Heavy exercise has been shown to elicit reductions in inspiratory muscle strength in healthy subjects. Our purpose was to determine the combined effects of moderate-intensity endurance exercise and a thermal load on inspiratory muscle strength in active subjects. Eight active, non heat-acclimatized female subjects (23.5 ± 1.4 yr; VO2max = 39.8 ± 2.4 ml.kg-1.min-1) randomly performed two 40 min endurance exercise bouts (60% VO2max) in either a thermo-neutral (22°C/21% RH) or hot (37°C/33% RH) environment on separate days. Maximal sustained inspiratory mouth pressure (PImax) was obtained pre and post exercise as an index of inspiratory muscle strength. Additional variables obtained every 10 min during the endurance exercise bouts included: rectal temperature (TRE), heart rate (HR), minute ventilation (VE), oxygen uptake (VO2), tidal volume (VT), breathing frequency (Fb), and ratings of perceived exertion and dyspnea (RPE/RPD). Data were analyzed with repeated measures ANOVA. PImax was significantly reduced (p < 0.05) after exercise in the hot environment when compared to baseline and when compared to post exercise values in the thermo-neutral environment. PImax was unchanged from baseline following exercise in the thermo-neutral environment.
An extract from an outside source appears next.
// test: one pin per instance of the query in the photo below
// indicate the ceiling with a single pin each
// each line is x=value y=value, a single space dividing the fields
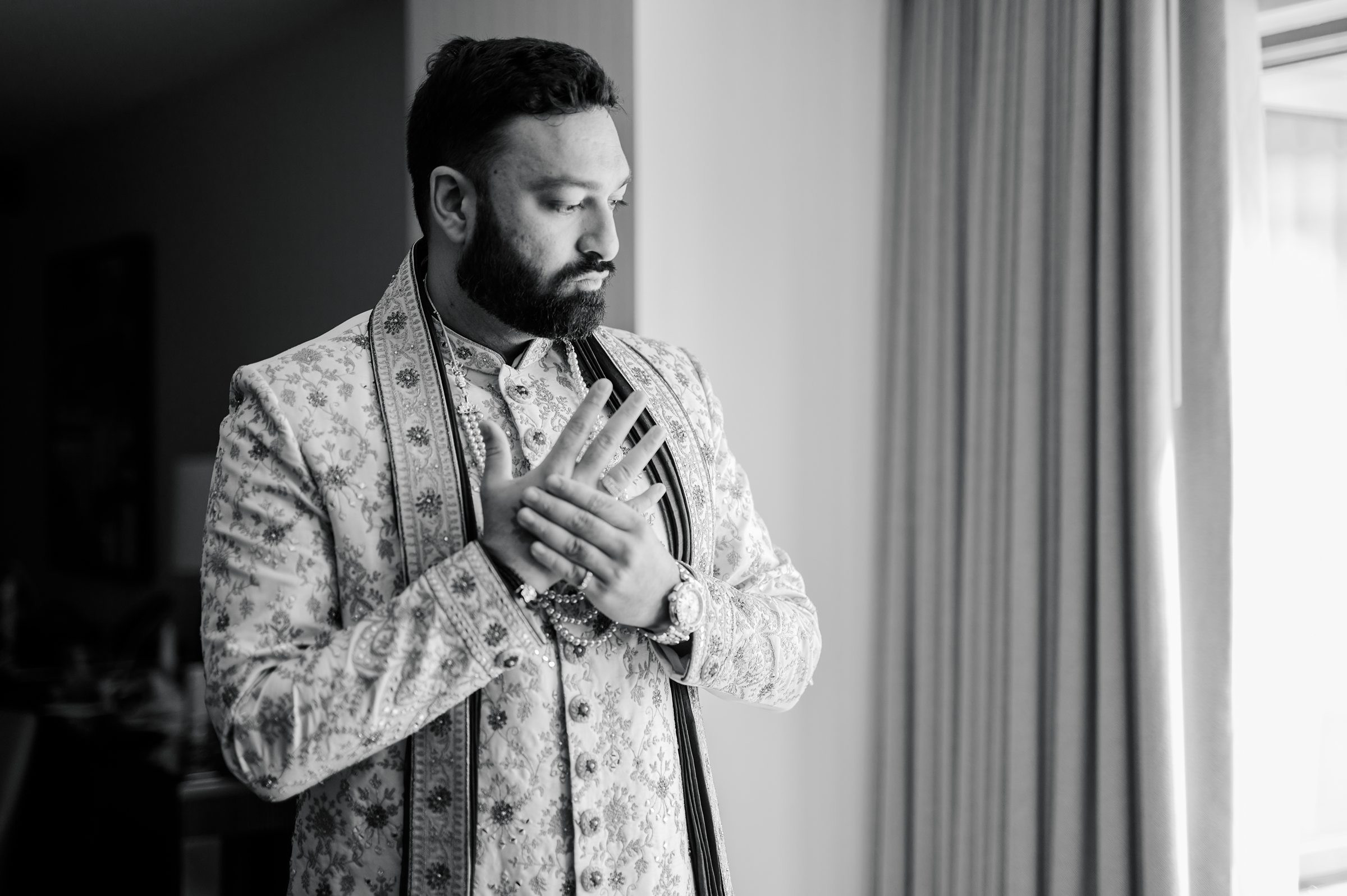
x=68 y=62
x=1307 y=73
HR and TRE were significantly higher (p < 0.05) in the hot compared to the thermo-neutral environment. VE and VO2 were not significantly different between conditions. VT was unchanged between conditions whereas Fb was higher (p < 0.05) in the hot condition compared to thermo-neutral. RPE was not significantly different between conditions. RPD was significantly higher (p < 0.05) in the hot compared to the thermo-neutral environment. We conclude that moderate-intensity endurance exercise (60% VO2max) in a hot environment elicits significant reductions in inspiratory muscle strength in unfit females. This finding is novel in that previous studies conducted in a thermo-neutral environment have shown that an exercise intensity of >80% VO2max is required to elicit reductions in inspiratory muscle strength. In addition, dyspnea perception during exercise is greater in a hot environment, compared to thermo-neutral, at a similar level of VE and VO2.

Key words: Control of breathing, endurance, respiratory function, thermal load


           Key Points
  • The combined effects of a heat load and exercise on inspiratory muscle strength were investigated in untrained female subjects.
  • Previous studies have shown that a very high exercise intensity (> 80% VOmax) is required to elicit reductions in inspiratory muscle strength.
  • Prolonged submaximal exercise (40-min/60% VOmax) in a hot environment significantly reduced inspiratory muscle strength in untrained females whereas the same intensity in a thermo-neutral environment had no effect on inspiratory muscle function.
  • These reductions in inspiratory muscle strength may be related to competition for blood flow among the locomotor, inspiratory, and cutaneous circulations.